Pablo Mazza

Personal information
- Date of birth: 21 December 1987 (age 38)
- Place of birth: Pergamino, Argentina
- Height: 1.75 m (5 ft 9 in)
- Position: Winger

Team information
- Current team: Douglas Haig

Youth career
- 2004–2007: Juventud de Pergamino

Senior career*
- Years: Team / Apps / (Gls)
- 2007–2012: River Plate reserves / 35 / (12)
- 2009–2010: → Juventud de Pergamino (loan) / 12 / (2)
- 2012–2014: Douglas Haig / 73 / (19)
- 2014–2017: Asteras Tripolis / 88 / (16)
- 2017–: Douglas Haig / 52 / (14)

= Pablo Mazza =

Argentine footballer

Pablo Mazza (born 21 December 1987) is an Argentine professional footballer who plays as a winger for Douglas Haig.

==Club career==
Mazza started from the lower Argentine divisions with Juventud de Pergamino.

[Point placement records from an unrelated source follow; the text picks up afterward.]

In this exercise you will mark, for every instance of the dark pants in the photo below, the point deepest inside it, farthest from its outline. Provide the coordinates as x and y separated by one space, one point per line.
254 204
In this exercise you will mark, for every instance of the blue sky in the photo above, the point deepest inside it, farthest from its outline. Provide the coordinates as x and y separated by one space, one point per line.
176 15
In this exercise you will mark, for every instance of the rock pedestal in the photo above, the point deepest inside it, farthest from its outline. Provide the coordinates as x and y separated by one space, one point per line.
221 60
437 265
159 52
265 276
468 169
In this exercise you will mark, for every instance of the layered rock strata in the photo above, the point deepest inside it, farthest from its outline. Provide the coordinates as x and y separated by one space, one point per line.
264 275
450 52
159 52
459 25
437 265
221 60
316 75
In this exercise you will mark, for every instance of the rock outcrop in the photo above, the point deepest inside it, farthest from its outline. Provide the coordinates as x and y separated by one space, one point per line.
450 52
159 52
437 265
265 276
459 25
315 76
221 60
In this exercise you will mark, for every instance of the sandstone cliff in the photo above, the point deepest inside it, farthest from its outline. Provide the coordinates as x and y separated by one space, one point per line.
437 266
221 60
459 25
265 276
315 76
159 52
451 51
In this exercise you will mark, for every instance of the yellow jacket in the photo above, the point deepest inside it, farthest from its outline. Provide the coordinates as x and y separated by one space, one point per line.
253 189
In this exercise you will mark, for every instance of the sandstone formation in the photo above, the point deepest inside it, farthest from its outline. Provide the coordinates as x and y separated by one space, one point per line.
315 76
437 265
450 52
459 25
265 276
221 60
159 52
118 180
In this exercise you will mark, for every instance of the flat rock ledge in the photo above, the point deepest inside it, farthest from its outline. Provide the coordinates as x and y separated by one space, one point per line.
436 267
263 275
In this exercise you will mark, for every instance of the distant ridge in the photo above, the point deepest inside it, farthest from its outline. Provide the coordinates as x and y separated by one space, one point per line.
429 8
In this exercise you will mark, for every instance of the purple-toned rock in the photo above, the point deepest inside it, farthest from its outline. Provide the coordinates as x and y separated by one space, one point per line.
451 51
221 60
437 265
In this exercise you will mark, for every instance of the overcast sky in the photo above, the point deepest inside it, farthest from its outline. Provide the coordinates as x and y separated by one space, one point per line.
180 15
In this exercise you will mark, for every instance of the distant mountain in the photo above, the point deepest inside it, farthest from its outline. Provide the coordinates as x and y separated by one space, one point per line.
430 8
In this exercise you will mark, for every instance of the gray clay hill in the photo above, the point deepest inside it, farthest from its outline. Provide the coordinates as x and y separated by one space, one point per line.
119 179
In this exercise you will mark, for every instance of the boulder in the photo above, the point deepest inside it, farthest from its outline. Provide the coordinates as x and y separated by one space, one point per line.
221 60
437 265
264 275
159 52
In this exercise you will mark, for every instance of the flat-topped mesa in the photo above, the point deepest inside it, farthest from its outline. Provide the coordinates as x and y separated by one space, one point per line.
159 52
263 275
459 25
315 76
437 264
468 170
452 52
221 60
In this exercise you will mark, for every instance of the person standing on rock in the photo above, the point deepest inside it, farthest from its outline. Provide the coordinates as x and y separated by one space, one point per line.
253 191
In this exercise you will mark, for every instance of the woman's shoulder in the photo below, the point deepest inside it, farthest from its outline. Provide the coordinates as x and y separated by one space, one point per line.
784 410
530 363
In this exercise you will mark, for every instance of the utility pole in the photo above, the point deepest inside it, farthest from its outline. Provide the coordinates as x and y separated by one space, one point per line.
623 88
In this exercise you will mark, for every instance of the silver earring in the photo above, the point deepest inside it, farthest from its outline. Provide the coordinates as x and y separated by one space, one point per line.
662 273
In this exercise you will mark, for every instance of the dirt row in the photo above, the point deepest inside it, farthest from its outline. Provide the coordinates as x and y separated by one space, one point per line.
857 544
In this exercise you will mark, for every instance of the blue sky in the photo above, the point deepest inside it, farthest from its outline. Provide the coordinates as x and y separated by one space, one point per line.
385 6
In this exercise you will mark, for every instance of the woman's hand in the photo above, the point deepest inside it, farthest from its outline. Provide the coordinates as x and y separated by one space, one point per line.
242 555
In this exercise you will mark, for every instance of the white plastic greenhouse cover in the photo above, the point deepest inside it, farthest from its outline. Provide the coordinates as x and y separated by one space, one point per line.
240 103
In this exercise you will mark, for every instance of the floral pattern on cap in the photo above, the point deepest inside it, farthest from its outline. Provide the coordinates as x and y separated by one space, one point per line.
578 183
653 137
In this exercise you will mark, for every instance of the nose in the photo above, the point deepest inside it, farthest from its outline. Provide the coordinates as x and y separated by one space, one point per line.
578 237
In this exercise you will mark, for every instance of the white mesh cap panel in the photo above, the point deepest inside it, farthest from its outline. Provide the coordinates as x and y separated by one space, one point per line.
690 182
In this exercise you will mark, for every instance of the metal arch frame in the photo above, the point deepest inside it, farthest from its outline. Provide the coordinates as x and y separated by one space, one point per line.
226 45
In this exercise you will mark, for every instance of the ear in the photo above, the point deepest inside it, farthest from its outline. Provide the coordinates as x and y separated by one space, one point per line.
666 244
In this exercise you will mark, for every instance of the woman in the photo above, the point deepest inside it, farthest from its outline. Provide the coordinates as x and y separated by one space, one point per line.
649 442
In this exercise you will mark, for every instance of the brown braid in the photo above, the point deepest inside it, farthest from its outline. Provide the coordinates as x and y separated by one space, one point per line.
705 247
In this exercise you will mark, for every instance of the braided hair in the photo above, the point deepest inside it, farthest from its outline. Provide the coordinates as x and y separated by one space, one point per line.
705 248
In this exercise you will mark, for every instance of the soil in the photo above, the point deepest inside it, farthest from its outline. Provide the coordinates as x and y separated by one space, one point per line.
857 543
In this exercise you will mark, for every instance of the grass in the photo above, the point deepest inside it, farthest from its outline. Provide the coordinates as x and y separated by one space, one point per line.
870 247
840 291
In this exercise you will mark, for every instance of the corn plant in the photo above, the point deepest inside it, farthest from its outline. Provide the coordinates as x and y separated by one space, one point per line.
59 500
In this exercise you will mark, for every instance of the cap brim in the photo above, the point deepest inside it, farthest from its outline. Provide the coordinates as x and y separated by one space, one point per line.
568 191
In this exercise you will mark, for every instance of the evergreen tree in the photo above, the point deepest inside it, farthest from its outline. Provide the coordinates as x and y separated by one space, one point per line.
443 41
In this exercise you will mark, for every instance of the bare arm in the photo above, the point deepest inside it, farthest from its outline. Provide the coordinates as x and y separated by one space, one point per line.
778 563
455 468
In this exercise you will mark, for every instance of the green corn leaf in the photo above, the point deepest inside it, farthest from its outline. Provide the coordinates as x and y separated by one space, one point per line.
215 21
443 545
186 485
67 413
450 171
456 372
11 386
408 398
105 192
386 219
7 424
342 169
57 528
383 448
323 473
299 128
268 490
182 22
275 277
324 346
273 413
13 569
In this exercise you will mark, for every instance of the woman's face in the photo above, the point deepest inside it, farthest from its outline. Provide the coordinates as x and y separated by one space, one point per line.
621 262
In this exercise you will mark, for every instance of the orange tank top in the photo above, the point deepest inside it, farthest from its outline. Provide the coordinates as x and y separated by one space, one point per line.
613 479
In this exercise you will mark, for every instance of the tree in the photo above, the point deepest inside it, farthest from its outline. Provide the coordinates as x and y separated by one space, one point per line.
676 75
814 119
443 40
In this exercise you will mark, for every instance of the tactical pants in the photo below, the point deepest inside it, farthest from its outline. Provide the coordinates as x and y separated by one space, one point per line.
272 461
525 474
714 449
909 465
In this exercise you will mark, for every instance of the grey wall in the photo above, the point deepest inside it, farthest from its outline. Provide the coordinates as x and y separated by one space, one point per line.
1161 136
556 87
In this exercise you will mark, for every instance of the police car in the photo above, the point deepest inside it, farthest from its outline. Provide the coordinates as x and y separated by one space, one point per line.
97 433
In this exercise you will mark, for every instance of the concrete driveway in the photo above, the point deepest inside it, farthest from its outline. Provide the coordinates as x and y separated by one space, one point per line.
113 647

After playing with the club, showing great potential, it was matter of time before generating interest from several clubs both in Argentina and Europe (including Vitesse Arnhem, SC Heerenveen as well as Genoa, Juventus and Ajax). In 2007, he went on trials with the giants River Plate and stayed. He signed his first contract and served in the reserve team until he stopped due to a severe injury. In early 2009, during the first matches with River Plate reserves, he showed his talent, but suffered a broken ankle in a training session from teammate Mauro Diaz, which took him more than four months of recovery. After recovering from his injury and taking physical and footballing rhythm while on loan at his home club Juventud de Pergamino, he returned to the preseason with the River Plate reserve squad.

In January 2012, Paul Mazza signed for Douglas Haig playing in Primera B Nacional, after a test run, making his debut at United Youth University of San Luis in an honoured match for Omar Jorge, entering the second half.

In the summer of 2014, after playing for the club for two seasons, he refused the club's offer for renewal, and signed a four-year contract with Greek Super League Greece side Asteras Tripolis.